Some people in the face of some societal views (such as men don’t cry) run away from their hurts when in contrary they should be embracing them. Some in running away from such hurts; unfortunately run into drinking and engaging in other vices that end up complicating issues. The truth is that, it is only when we feel our pain that we are able to honestly deal with it and move on. However in your grieving, try as much as possible to  devote less and less time each day to grieving. You'll eventually find yourself thinking about the breakup less often; and with time; you may get over it.
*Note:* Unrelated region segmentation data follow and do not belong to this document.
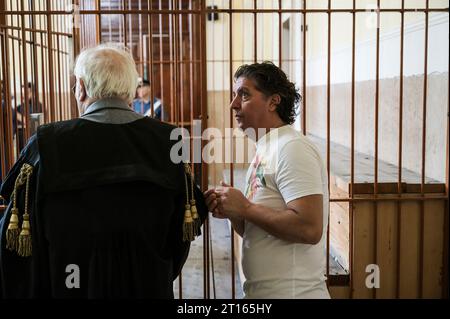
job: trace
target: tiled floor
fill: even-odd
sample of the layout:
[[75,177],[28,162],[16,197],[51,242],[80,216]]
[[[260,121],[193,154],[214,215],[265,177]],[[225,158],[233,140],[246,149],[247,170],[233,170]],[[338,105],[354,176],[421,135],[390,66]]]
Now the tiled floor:
[[[231,295],[231,239],[227,220],[210,216],[210,298],[230,299]],[[235,264],[236,265],[236,264]],[[235,266],[235,297],[243,297],[242,285]],[[192,244],[188,260],[182,272],[182,297],[199,299],[204,297],[203,235]],[[175,298],[179,298],[179,280],[174,282]]]

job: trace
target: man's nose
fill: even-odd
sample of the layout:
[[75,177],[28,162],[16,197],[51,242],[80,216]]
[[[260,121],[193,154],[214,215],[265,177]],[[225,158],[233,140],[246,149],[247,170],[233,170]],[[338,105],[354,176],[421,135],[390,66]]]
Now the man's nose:
[[239,96],[235,96],[230,103],[230,109],[237,110],[239,108],[241,108],[241,101],[239,99]]

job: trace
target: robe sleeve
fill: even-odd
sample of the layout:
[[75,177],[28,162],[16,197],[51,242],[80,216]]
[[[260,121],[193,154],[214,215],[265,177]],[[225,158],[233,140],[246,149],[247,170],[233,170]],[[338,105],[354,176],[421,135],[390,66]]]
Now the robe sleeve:
[[[191,177],[187,175],[187,178],[188,183],[190,183]],[[175,223],[174,229],[176,229],[175,233],[176,239],[174,242],[174,251],[173,251],[173,280],[175,280],[179,276],[187,260],[191,244],[189,241],[183,241],[184,205],[186,203],[186,195],[185,193],[182,194],[183,195],[179,196],[178,199],[177,214],[174,220]],[[203,225],[206,217],[208,216],[208,208],[206,206],[203,193],[196,183],[194,183],[194,198],[196,202],[197,212],[200,217],[200,225],[198,226],[196,231],[198,236],[200,236],[201,226]]]

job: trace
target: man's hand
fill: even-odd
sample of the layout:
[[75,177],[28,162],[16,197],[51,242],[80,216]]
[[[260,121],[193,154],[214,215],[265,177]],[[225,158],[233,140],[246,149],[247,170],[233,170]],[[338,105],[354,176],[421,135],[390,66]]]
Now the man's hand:
[[206,192],[203,193],[203,196],[205,196],[205,202],[206,206],[208,206],[208,211],[210,211],[213,214],[213,217],[216,218],[226,218],[219,212],[219,208],[217,207],[218,204],[218,195],[215,192],[215,188],[210,188]]
[[215,189],[217,208],[221,215],[229,219],[243,220],[245,211],[252,203],[240,190],[220,182],[222,187]]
b.   The God factor – the Healer of broken heartedness
After you have been real to yourself, the next important step is to go before God with your broken heartedness. Jesus in His own commissioning statement quoted the prophetic word of Isaiah in Luke 4:18 (kjv), “The Spirit of the Lord is upon me, ...He hath sent me to heal the brokenhearted...”  In moments of difficulties it is important to know that there is someone who knows all about us and still loves us no matter the situation we find ourselves. Being conscious about this truth is a critical step for your healing process; this is because, when we have that foundation of knowing that God loves us no matter the circumstances, we can have the strength to face rejections from others. This is what the Bible says in Jeremiah 31:3; “The LORD hath appeared of old unto me, saying, Yea, I have loved thee with an everlasting love: therefore with lovingkindness have I drawn thee.”  You may be rejected in a given relationship, but God never rejects His own. Knowing this is a great comfort in the midst of crisis. It is however important to note that, if in the relationship, you went beyond the boundaries by engaging in sexual related activities, you will have to repent and ask God for forgiveness, with the understanding and conviction that being physically intimate in a pre-marital relationship is a sin. Purity in pre-marital relationship is very key for the believer (1Corinthians 6:18-20). And remember to seek for His will and guidance in any future step. 
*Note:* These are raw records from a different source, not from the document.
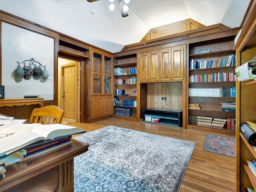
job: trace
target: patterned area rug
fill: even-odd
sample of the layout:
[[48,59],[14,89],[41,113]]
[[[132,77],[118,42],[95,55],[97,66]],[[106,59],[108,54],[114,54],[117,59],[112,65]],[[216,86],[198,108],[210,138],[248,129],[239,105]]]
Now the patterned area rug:
[[66,125],[66,124],[68,124],[69,123],[74,123],[77,121],[74,119],[70,119],[70,118],[67,118],[66,117],[64,117],[62,119],[62,121],[61,122],[61,124],[63,125]]
[[74,138],[90,144],[74,158],[74,191],[177,192],[195,146],[110,126]]
[[204,150],[236,157],[235,139],[207,134]]

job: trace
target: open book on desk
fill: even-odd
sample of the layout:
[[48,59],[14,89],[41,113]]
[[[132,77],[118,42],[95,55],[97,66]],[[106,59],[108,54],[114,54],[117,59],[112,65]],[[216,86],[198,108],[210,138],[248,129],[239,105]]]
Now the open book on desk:
[[[34,124],[22,125],[27,125],[28,126],[30,126],[32,124]],[[58,137],[84,133],[86,131],[78,127],[61,124],[42,125],[39,124],[39,125],[37,125],[38,124],[36,124],[37,126],[32,128],[31,130],[26,130],[24,127],[23,130],[21,129],[21,130],[16,133],[0,139],[0,158],[9,155],[38,141],[53,140]]]

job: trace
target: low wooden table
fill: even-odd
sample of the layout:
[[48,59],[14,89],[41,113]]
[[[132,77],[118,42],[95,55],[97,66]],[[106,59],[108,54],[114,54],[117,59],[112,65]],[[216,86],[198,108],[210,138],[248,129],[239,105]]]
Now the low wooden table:
[[44,106],[44,98],[0,99],[0,113],[16,119],[29,119],[33,110]]
[[89,144],[71,140],[70,145],[7,166],[0,192],[73,191],[74,158],[87,151]]

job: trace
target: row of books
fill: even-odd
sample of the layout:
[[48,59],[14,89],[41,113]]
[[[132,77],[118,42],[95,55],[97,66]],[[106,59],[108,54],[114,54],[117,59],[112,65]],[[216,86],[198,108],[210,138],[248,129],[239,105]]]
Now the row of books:
[[219,128],[223,128],[226,122],[226,119],[195,115],[190,115],[188,118],[188,124],[191,125]]
[[190,88],[189,96],[211,97],[235,97],[236,88]]
[[132,77],[132,78],[128,78],[128,81],[125,79],[122,78],[116,79],[116,85],[123,85],[125,84],[136,84],[137,83],[137,78],[136,77]]
[[137,107],[137,101],[136,100],[124,100],[123,106],[128,107]]
[[120,67],[117,67],[114,69],[114,75],[124,75],[137,74],[137,68],[131,67],[127,68],[124,70]]
[[115,114],[121,116],[132,116],[132,109],[117,107],[115,108]]
[[189,69],[213,68],[216,67],[228,67],[236,65],[235,54],[228,56],[228,58],[222,59],[197,61],[192,59],[190,62]]
[[214,74],[197,74],[189,76],[189,81],[191,83],[200,82],[221,82],[234,81],[236,79],[236,73],[215,73]]

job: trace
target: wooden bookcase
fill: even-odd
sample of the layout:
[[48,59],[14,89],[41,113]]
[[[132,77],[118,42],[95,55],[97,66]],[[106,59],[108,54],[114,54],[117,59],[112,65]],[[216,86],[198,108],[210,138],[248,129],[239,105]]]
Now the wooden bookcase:
[[[122,69],[122,74],[118,72],[115,74],[114,71],[114,99],[119,99],[120,105],[114,106],[113,104],[114,118],[137,121],[138,102],[136,54],[114,58],[114,68],[116,72],[118,68]],[[118,92],[118,90],[125,91],[124,92]],[[125,105],[124,102],[136,104],[132,106],[129,104]],[[124,112],[126,111],[126,114]],[[128,111],[131,111],[130,114],[128,114]]]
[[[256,55],[256,1],[251,1],[236,38],[237,66],[251,60]],[[256,159],[256,150],[240,133],[240,125],[246,121],[256,122],[256,81],[236,81],[236,191],[249,187],[256,189],[256,178],[247,165],[247,160]]]
[[[191,93],[188,93],[188,102],[199,104],[201,109],[190,109],[188,106],[187,128],[235,135],[235,129],[228,129],[226,123],[223,128],[220,128],[198,125],[199,123],[196,121],[195,123],[194,121],[192,122],[191,120],[191,118],[194,118],[194,117],[196,119],[198,119],[198,116],[204,117],[202,118],[211,117],[213,119],[235,118],[235,112],[222,110],[220,103],[235,102],[235,97],[231,96],[228,90],[230,90],[230,88],[236,86],[236,82],[232,79],[235,75],[236,67],[234,66],[221,67],[221,65],[216,66],[218,60],[221,60],[221,64],[225,58],[226,64],[229,56],[235,54],[235,51],[232,50],[234,38],[229,36],[189,44],[189,82],[187,88]],[[210,50],[210,52],[201,53],[201,51],[205,49]],[[203,66],[204,61],[208,61],[210,63],[211,60],[217,60],[216,65],[214,66],[214,62],[212,66]],[[197,64],[193,67],[191,65],[194,65],[194,62],[197,62]],[[202,63],[200,67],[198,66],[199,62]],[[210,66],[210,64],[208,64]],[[229,76],[229,78],[225,78],[225,76]],[[227,94],[223,96],[224,96],[222,95],[221,90],[224,88],[226,89]],[[209,90],[208,89],[215,89],[216,94],[210,94],[213,90]]]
c.    Don’t overrun yourself physically – Take good care of yourself
In making sure that the incidence of a broken relationship does not take the best out of you, another important area to look at is the need to consciously take good care of yourself; and not allowing the incidence to take the best out of you. This may include routine exercises and eating well. You may also want to look at your fashion selection as a means to maintain your confidence. Many in such situations care very little about their looks or their public image; and when such continues or a long time can have negative physical impact on their bodies or public images. For them; anything goes; they say to themselves, what is it to lose again – is it worth it all – what did I really gain? Remember, it is never over; God still has a beautiful plan for you.